Creating a Domain-diverse Corpus for Theory-based Argument Quality Assessment
Lily Ng, Anne Lauscher, Joel Tetreault, Courtney Napoles

TL;DR
This paper introduces GAQCorpus, a large, diverse annotated dataset for theory-based argument quality assessment, addressing the lack of annotated data and enabling improved computational models of argumentation.
Contribution
It presents the creation and annotation of GAQCorpus, a novel, domain-diverse corpus for theory-based argument quality assessment, with crowdsourcing and guidelines to improve annotation reliability.
Findings
GAQCorpus is the first large, domain-diverse corpus for theory-based AQ.
Annotation guidelines improved reliability of subjective judgments.

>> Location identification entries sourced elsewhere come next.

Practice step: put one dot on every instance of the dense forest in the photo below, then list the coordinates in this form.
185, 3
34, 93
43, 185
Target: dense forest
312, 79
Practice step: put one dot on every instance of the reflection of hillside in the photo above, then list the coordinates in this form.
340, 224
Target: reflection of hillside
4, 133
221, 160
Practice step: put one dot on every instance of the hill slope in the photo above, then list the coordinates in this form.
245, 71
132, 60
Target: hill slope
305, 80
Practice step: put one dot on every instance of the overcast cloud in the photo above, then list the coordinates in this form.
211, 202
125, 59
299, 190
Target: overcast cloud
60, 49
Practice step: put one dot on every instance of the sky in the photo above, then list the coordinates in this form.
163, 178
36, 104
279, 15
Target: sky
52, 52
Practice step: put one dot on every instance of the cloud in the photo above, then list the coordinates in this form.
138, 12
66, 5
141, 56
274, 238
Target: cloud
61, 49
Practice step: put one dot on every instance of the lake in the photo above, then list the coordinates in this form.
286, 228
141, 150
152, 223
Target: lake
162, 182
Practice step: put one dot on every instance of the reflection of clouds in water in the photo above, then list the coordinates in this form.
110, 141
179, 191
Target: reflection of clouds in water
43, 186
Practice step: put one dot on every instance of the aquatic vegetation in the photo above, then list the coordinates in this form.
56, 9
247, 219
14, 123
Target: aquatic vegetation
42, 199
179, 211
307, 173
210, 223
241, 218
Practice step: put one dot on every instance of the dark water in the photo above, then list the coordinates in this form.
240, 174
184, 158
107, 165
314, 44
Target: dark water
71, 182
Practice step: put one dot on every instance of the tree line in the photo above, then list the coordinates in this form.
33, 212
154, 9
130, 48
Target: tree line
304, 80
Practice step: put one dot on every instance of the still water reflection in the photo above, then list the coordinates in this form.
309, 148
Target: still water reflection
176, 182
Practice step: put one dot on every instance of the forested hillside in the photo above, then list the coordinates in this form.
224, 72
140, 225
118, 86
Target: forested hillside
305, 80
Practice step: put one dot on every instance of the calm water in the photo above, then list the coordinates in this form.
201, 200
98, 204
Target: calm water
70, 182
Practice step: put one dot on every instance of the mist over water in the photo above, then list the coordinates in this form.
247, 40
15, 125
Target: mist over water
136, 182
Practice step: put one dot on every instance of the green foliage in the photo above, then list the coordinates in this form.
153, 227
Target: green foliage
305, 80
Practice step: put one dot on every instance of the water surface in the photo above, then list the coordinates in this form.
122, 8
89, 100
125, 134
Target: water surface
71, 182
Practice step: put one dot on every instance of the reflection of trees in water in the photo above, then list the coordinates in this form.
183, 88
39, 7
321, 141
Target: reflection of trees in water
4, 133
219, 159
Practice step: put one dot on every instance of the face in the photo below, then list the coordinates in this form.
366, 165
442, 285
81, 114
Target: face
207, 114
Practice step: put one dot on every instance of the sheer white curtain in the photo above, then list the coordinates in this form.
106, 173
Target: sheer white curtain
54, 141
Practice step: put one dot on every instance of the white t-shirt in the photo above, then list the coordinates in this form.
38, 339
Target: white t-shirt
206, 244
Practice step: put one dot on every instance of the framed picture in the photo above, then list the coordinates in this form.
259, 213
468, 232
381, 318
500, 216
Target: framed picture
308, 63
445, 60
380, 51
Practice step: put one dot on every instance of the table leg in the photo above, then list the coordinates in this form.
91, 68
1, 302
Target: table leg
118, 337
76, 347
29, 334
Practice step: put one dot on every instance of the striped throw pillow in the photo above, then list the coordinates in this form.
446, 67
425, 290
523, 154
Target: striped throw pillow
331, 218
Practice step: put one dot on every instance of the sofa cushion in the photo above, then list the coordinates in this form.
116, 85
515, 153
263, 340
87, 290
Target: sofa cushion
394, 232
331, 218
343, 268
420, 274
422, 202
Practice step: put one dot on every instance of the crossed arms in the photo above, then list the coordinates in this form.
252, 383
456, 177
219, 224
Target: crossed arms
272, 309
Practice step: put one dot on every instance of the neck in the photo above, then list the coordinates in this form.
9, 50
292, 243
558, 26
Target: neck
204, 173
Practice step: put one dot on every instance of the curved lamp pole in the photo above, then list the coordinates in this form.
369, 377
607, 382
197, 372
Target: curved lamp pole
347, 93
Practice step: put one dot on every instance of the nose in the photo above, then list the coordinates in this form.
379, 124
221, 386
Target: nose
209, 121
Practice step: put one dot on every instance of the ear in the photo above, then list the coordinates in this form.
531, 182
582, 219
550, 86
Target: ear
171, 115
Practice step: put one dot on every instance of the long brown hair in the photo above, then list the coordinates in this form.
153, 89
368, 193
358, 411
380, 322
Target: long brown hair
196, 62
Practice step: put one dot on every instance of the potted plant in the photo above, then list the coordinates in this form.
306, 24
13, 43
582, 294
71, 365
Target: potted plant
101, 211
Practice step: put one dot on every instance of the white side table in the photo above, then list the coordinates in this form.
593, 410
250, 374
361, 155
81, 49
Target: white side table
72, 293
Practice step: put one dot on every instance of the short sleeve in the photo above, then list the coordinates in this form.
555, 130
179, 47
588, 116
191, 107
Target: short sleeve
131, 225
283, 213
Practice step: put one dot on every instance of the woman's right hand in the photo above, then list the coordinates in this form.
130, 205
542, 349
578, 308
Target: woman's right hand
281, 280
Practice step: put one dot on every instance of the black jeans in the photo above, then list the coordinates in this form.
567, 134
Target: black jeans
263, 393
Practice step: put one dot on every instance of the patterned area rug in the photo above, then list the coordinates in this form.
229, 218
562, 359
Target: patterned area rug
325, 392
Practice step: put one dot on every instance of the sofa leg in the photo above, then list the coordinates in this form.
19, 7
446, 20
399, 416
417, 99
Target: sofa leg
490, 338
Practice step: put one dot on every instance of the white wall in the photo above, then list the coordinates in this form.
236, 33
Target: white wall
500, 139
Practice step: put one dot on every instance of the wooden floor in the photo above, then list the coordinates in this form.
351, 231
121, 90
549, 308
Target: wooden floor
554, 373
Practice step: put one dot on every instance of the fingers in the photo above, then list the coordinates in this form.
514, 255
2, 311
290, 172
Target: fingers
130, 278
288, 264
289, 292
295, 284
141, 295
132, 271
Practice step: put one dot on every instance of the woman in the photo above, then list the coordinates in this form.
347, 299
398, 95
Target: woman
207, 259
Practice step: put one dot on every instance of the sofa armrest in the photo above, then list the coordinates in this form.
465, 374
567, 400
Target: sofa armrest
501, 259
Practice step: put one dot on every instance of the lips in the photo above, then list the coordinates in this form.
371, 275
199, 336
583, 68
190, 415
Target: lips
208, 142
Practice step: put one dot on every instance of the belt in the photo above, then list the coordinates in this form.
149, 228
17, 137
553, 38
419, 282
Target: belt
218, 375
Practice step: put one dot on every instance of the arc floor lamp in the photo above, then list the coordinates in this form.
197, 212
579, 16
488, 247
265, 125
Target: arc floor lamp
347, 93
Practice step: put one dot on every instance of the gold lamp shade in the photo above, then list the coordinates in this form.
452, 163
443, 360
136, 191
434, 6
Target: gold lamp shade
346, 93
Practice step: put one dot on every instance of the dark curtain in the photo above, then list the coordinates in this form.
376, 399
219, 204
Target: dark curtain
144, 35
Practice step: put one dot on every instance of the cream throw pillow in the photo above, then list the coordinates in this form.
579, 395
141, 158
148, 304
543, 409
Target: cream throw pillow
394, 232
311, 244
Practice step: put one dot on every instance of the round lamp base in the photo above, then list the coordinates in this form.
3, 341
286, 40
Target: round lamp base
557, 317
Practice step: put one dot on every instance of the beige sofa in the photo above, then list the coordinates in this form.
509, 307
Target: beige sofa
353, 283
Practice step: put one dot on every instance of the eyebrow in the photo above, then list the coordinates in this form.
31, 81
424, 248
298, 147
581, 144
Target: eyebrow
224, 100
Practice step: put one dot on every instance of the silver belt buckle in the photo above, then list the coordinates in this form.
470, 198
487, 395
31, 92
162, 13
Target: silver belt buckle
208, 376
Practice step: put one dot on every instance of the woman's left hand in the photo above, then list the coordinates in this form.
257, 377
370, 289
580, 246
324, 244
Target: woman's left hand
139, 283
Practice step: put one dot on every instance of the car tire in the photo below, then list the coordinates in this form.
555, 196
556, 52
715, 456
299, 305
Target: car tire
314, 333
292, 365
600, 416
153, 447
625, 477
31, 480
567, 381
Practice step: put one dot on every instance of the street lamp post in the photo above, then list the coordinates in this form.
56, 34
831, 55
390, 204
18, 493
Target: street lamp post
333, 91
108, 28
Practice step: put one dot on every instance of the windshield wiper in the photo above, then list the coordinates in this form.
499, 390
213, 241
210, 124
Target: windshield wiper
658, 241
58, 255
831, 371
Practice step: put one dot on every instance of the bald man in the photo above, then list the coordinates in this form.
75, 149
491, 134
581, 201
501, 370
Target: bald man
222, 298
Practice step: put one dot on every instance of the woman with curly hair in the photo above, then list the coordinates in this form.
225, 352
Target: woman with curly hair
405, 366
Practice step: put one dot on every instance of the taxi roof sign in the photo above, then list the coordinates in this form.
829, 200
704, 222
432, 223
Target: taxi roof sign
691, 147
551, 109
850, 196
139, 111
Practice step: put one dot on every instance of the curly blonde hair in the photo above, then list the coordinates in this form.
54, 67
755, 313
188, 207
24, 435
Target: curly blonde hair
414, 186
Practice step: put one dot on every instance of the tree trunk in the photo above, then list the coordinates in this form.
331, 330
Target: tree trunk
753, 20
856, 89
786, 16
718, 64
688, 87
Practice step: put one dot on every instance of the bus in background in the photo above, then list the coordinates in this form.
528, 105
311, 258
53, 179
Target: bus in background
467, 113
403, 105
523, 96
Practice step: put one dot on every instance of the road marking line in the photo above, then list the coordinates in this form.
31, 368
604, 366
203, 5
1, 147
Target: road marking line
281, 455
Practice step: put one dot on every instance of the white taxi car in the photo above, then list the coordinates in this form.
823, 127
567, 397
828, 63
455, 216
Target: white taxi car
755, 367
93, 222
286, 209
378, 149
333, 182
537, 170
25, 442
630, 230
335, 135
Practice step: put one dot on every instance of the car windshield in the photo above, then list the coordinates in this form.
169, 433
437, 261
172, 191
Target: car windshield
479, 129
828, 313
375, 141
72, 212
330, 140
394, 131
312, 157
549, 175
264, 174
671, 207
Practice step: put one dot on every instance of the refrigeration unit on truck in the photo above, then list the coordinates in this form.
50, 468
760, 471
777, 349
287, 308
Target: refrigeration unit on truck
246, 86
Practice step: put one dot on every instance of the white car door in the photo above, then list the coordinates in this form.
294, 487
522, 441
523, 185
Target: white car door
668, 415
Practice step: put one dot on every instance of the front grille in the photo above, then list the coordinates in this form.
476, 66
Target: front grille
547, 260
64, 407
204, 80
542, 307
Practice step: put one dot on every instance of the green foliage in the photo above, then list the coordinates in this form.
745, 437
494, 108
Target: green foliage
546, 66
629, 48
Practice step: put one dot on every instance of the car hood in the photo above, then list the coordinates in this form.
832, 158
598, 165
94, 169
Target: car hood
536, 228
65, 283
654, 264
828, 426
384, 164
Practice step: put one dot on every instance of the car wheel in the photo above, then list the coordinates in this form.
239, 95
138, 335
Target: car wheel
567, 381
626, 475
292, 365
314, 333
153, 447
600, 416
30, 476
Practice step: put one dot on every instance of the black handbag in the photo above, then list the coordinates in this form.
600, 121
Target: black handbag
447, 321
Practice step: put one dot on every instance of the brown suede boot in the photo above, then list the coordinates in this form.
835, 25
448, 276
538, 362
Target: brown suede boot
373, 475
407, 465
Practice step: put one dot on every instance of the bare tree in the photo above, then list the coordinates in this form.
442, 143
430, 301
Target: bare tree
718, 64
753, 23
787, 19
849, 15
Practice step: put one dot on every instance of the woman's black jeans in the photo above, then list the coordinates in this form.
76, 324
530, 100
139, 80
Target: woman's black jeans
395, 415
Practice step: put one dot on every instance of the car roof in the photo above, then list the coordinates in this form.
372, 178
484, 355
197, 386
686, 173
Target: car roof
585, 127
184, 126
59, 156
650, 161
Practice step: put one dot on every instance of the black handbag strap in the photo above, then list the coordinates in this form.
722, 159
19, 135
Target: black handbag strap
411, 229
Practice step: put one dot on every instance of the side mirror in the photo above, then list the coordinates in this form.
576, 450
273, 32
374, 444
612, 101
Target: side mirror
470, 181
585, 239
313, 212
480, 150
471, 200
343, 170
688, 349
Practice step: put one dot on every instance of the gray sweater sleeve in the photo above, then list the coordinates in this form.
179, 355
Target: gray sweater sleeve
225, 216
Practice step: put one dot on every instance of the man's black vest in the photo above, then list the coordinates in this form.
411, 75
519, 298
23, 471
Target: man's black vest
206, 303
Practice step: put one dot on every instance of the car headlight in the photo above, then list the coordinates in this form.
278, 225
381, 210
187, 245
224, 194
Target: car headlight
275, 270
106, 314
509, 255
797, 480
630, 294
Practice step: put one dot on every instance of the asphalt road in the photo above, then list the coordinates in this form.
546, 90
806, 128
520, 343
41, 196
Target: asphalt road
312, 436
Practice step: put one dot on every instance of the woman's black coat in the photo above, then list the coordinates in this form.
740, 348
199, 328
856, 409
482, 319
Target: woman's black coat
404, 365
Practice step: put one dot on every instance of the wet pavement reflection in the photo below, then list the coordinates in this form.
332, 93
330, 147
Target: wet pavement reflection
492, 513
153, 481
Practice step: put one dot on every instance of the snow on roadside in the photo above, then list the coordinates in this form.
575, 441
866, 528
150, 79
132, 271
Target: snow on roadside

The corpus supports future research in computational argument quality assessment.
Abstract
Computational models of argument quality (AQ) have focused primarily on assessing the overall quality or just one specific characteristic of an argument, such as its convincingness or its clarity. However, previous work has claimed that assessment based on theoretical dimensions of argumentation could benefit writers, but developing such models has been limited by the lack of annotated data. In this work, we describe GAQCorpus, the first large, domain-diverse annotated corpus of theory-based AQ. We discuss how we designed the annotation task to reliably collect a large number of judgments with crowdsourcing, formulating theory-based guidelines that helped make subjective judgments of AQ more objective. We demonstrate how to identify arguments and adapt the annotation task for three diverse domains. Our work will inform research on theory-based argumentation annotation and enable the…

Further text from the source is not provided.